O projeto de lei 024/2026, apresentado pelos vereadores Erivelton Jayme e Gina Costa, institui políticas de apoio psicológico e social às vítimas de violência doméstica, concede prioridade em procedimentos administrativos e estabelece a vedação ao exercício de cargos públicos, por pessoas condenadas por violência doméstica e familiar. O veto foi rejeitado por 12 votos. A presidente só vota em caso de empate.
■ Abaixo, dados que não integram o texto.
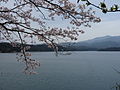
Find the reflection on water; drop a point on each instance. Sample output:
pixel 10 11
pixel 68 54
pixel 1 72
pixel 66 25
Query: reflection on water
pixel 78 71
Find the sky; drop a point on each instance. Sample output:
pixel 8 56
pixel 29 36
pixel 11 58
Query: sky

Votações expõem incômodo com os vetos
O mesmo movimento ocorreu com o projeto de lei 044/2026, de autoria das quatro vereadoras Cida Toledo, Damires Rinarlly, Gina Costa e Simone do Carmo, que institui a política de educação continuada em prevenção à violência de gênero para os servidores públicos. O Executivo alegou interferência na organização administrativa e na gestão de pessoal e ausência de estimativa de impacto orçamentário-financeiro.
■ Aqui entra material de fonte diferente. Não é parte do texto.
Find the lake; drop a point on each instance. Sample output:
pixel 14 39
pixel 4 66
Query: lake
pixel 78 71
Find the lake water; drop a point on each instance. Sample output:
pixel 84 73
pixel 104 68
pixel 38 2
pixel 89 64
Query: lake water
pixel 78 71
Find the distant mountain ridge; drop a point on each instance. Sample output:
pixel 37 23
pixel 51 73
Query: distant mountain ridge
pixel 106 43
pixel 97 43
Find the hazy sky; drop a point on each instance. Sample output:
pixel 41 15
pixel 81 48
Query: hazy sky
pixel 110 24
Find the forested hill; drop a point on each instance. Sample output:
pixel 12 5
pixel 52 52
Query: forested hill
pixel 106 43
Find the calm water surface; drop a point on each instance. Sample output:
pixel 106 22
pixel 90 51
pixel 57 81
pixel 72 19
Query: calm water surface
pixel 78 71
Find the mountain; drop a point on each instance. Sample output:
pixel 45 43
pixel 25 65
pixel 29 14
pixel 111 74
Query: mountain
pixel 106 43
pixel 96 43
Já no projeto de lei 005-E-2025 foi vetada emenda das vereadoras Gina Costa e Simone do Carmo que previa mecanismo de financiamento de projetos culturais mediante a possibilidade de pessoas físicas e jurídicas deduzirem as valores devidos mensalmente ao Município, em razão de doações ou patrocínios destinados a projetos culturais aprovados. Entre outros, o Executivo afirma que não foram apresentados estimativa do impacto orçamentário-financeiro, demonstração de compatibilidade com a Lei de Diretrizes Orçamentárias e medidas compensatórias para a renúncia de receita
Mais diálogo
A sequência de derrotas dos vetos representa sinaliza uma tentativa do Legislativo de recuperar protagonismo e estabelecer limites mais claros na relação com a Prefeitura. Ao mesmo tempo, a cobrança por diálogo indica que os vereadores querem apenas compreender a origem das divergências e reduzir o choque institucional. A defesa de uma reunião com o secretariado municipal ganhou força durante a sessão. A proposta é levar diretamente aos gestores as demandas recebidas nos bairros e buscar respostas antes que novas matérias avancem sem alinhamento entre os poderes.
O professor Osvaldo resumiu o ambiente político da sessão ao destacar a força do voto parlamentar e a responsabilidade da Câmara diante das demandas da população.